Но бумажная жвачка успела уже пересохнуть и не давала хорошенько протолкнуть себя перышком. Риттер сунул ее себе в рот.
— Вы что это, Риттер, закусывать изволите? — окликнул его вдруг профессор.
Вопрос был сделан, как всегда, по-французски. Прибыв в Россию из Франции в 1812 году с Наполеоновской армией, Ландражен не вернулся уже на родину, а пристроился в могилевском губернском правлении помощником переводчика; вскоре же, найдя более выгодным педагогическое поприще, он стал преподавать свой родной язык сперва в частных домах, а потом и в учебных заведениях. С 1822 года он состоял младшим профессором французской словесности в Нежинской гимназии, а также и хранителем гимназической библиотеки, которую старался пополнять, конечно, только французскими книгами.
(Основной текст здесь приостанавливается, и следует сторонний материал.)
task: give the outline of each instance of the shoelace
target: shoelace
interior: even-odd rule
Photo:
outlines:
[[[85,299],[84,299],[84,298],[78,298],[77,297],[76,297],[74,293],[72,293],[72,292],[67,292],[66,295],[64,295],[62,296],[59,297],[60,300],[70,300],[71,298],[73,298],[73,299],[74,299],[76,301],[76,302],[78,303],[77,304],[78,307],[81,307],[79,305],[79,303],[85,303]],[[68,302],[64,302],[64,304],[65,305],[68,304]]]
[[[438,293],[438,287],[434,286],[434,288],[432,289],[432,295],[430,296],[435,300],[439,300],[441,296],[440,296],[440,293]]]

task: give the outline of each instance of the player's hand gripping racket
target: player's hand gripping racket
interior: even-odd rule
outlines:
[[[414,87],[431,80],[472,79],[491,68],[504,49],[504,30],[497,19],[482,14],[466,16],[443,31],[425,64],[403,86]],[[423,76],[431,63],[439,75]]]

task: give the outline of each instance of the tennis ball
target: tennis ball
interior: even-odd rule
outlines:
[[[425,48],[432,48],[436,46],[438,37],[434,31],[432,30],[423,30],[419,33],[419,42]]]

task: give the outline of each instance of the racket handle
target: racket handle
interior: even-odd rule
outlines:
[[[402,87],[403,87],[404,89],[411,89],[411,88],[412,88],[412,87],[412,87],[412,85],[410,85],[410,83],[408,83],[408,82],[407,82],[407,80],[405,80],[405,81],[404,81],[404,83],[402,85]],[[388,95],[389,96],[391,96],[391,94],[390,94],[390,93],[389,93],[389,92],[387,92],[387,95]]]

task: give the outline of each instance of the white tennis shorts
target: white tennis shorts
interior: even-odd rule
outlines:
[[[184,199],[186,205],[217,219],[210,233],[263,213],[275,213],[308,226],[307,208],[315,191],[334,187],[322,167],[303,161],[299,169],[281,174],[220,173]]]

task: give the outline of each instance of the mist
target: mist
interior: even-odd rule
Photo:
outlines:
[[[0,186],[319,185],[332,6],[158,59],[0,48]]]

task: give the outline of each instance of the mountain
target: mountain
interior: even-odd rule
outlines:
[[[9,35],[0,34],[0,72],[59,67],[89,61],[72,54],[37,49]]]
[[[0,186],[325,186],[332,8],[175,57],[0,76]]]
Благодаря этому, многие воспитанники, охотники до чтения, говорили уже свободно по-французски. Гоголь, хоть и любивший читать, но одни русские книги, и Риттер, ничего никогда не читавший, не принадлежали к числу этих знатоков французской речи и потому отвечали профессору всегда по-русски. Ландражен им в этом не препятствовал: на нет и суда нет, — но отметками их, понятно, не баловал.
На оклик профессора, Риттер проворно вынул изо рта свою жвачку и привстал с места.
— Слышали вы, что я сейчас объяснял?
— Вы, может быть, и слышали, да не слушали. Покажите-ка сюда вашу тетрадку.
— Я, Иван Яковлевич, забыл ее в музее.
«Музеями» назывались рабочие залы пансионеров, где они готовили уроки к следующему дню, и помещались вместе с классными комнатами во втором этаже гимназического здания.
— Эта забывчивость у вас просто хроническая, — заметил Ландражен. — Ну, что, если бы все вы, 200 человек, забывали этак свои тетради?
— А вот сейчас высчитаем, что бы из сего вышло, — сказал Гоголь и стал как бы считать по пальцам: — по 4 урока в день, это составило бы на 200 человек 800 тетрадей, а в год 800, помноженные на 365 или, для краткости, на 300, — 240 000! Легко сказать: проверить 240 000 тетрадей! Лучше уж прямо в гроб ложись и помирай.
Ландражен несколько раз порывался остановить школьника, и наконец топнул ногой и громко крикнул:
Точно речь шла не о нем, Гоголь с видом недоумения огляделся по сторонам: кого, дескать, это разумеет профессор.
— Гоголь-Яновский! — повторил тот. — Что вы оглохли или забыли свою фамилию?
— Так это вы меня называли Яновским? — с наивным удивлением спросил школьник и неспешно приподнялся.
— Родовая моя фамилия — Гоголь; а Яновский — только так, приставка: ее поляки выдумали.
Молодой профессор чуть-чуть улыбнулся.
— Но сосед ваш, Риттер, например, откликается и на такие приставки, — сказал он: — сколько мне известно, он простой остзейский фон , а вы величаете его и бароном .
— О! у него, как у милого ребеночка, этих ласкательных имен хоть отбавляй: барончик Доримончик, фон-Фонтик-Купидончик, Мишель-Дюсенька, Хопцики… А у испанцев он величался бы Дон-Мигуэль-Перец-Аликанте-Малага-Херес-де-ла-Фронтера-Экстра-ма-дура-дель-Азинос-комплетос.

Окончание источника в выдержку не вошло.